If I could say anything to those suffocating under the weight of addiction, or even considering drugs, I would say this: Choose hope. Choose to have hope in a better tomorrow. Choose to walk through this life with your mind clear, and your eyes bright. Choose to reach out to someone for help. Most importantly, remember that this life can get really low, it can get so dark that you can’t see your hand in front of your face… but this life can also be beautiful. Don’t miss out on the beauty of this life. Show up every single day, because yes, this life can get low, but I promise you, life can take you higher than drugs ever will.
Also Thursday, coalition President Heather Gibson said former Major League Baseball player Darryl Strawberry will be in Hillsboro in April for the Equipping Conference, an event to be held at Good News Gathering.
Gibson said Strawberry, who struggled with drug abuse during his baseball career, will be the keynote speaker at the event. The opening speaker will be Theresa Flores, a human trafficking survivor.
Gibson told The Times-Gazette that the event is designed to engage and equip the community in addressing substance abuse here.
Gibson said the event will be held April 18 at Good News Gathering. A Christian concert will also be held the evening prior.
“We’re really excited about it,” Gibson said.
Tonya Sturgill, treatment coordinator for the Highland County Probation Department, said a graduation ceremony for those enrolled in the Hillsboro Municipal Court’s Vivitrol program will be held at 1:30 p.m. Monday in the municipal courtroom at the Highland County Justice Center.
Gibson said the Quick Response Team, a multi-disciplined group of local officials and professionals that will visit the homes of drug overdose survivors and offer them treatment resources, is still set to begin making visits Feb. 1.
Gibson said the group is looking for “stabilization housing” for men in need of a safe place to stay while they wait to be accepted into treatment programs.
In other business, some of those in attendance discussed the importance of programs to prevent drug abuse for local youth.
Gibson said a fifth grader from Hillsboro Middle School spoke to her recently after the unveiling of the Quick Response Team, and shared some concerns about students whose families struggle with drug abuse.

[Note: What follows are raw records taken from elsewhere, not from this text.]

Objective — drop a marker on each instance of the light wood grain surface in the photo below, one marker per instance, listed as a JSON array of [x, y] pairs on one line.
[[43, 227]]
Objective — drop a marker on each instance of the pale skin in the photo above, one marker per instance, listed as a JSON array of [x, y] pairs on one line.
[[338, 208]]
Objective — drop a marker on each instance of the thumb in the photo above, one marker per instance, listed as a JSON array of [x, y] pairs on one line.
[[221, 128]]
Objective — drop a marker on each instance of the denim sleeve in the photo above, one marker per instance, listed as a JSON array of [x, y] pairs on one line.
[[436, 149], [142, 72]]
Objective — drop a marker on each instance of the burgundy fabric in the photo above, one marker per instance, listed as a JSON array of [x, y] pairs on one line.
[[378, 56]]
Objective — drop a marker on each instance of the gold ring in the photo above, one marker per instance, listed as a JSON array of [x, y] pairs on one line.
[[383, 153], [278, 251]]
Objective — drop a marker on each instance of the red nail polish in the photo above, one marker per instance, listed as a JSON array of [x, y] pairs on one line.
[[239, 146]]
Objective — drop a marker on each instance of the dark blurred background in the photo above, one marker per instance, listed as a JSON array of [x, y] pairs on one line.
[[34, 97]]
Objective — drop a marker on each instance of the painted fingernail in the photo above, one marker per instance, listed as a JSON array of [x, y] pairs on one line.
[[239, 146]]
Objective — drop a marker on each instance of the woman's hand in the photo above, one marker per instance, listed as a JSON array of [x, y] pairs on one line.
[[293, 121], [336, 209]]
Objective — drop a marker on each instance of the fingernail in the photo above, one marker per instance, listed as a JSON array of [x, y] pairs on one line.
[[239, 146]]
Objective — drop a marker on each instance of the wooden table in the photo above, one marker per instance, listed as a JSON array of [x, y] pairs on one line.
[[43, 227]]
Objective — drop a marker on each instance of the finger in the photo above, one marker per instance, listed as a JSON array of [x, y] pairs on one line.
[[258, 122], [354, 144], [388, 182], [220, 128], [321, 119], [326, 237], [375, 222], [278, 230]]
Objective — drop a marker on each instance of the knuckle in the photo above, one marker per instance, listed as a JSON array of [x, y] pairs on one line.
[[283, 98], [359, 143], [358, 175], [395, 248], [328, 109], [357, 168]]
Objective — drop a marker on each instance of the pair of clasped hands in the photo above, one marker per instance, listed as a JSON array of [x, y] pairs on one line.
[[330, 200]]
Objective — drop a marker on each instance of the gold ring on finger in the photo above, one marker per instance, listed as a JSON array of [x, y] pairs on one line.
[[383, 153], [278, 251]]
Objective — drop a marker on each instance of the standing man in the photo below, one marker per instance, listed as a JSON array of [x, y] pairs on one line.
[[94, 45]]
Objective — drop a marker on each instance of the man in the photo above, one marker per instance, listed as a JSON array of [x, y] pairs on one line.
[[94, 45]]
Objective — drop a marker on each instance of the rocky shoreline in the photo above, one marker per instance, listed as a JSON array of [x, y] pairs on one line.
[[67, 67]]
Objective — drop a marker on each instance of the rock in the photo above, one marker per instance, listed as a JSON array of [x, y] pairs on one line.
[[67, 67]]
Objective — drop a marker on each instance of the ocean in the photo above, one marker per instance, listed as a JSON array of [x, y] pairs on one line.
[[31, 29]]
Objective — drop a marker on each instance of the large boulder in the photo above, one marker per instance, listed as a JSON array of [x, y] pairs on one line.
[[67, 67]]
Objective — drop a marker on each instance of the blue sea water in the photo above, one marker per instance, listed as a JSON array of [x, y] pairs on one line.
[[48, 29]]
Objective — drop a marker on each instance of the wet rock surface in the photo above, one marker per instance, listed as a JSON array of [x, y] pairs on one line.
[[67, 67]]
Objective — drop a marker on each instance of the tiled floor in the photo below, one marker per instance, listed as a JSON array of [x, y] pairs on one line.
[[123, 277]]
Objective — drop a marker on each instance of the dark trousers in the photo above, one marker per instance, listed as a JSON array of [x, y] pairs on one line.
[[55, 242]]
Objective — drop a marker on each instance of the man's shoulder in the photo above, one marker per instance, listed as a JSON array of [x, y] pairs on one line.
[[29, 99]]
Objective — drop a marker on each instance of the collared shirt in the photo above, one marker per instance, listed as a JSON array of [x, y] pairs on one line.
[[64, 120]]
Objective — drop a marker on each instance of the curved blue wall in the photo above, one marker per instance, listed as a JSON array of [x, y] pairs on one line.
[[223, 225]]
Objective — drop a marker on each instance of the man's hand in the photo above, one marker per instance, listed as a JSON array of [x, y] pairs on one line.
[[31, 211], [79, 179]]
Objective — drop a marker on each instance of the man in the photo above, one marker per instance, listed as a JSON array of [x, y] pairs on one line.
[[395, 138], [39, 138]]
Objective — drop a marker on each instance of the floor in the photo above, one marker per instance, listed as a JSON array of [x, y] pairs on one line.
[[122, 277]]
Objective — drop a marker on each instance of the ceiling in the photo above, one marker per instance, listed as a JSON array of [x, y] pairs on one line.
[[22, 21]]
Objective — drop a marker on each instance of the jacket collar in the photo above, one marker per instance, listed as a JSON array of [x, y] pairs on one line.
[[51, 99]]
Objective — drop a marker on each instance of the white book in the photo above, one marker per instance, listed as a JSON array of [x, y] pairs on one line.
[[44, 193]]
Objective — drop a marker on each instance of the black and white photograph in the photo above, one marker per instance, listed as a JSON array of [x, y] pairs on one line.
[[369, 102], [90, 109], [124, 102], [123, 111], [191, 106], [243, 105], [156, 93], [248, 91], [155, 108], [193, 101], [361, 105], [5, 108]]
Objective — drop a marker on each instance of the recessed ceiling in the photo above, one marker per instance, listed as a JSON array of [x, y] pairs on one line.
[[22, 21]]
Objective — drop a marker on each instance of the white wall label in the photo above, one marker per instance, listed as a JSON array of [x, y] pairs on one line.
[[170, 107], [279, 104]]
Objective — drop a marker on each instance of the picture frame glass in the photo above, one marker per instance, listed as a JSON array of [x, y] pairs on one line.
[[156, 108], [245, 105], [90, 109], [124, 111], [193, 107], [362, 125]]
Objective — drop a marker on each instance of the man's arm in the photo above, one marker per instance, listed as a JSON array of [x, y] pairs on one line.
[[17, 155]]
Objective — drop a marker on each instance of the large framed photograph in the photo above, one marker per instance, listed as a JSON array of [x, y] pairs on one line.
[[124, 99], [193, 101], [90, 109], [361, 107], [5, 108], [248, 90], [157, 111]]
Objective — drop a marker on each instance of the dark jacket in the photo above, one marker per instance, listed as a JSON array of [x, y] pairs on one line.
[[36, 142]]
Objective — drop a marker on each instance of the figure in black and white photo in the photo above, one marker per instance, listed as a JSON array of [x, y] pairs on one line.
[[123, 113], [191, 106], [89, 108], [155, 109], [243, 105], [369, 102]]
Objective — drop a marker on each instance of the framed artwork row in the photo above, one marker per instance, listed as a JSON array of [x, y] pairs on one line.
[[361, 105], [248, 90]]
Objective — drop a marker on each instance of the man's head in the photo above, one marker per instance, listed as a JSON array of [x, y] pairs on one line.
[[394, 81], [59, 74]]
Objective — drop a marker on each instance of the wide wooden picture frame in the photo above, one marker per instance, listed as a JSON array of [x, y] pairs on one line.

Penny Dehner, executive director of the Paint Valley ADAMH Board, said, “These kids are facing mental health trauma every day. We’ve got to do a better job for our kids… Hopefully, we don’t have another generation of people addicted.”
According to its website, the Paint Valley ADAMH Board works with providers and community partners to provide prevention services for school-aged children. For more information, visit www.pvadamh.org/prevention.
The Highland County Drug Abuse Prevention Coalition is a group of law enforcement officials, mental health and drug treatment professionals, people of faith and concerned citizens who meet monthly to exchange ideas on how to reduce drug abuse in Highland County.
The group meets at noon every fourth Thursday of the month in the main conference room at the North High Business Center.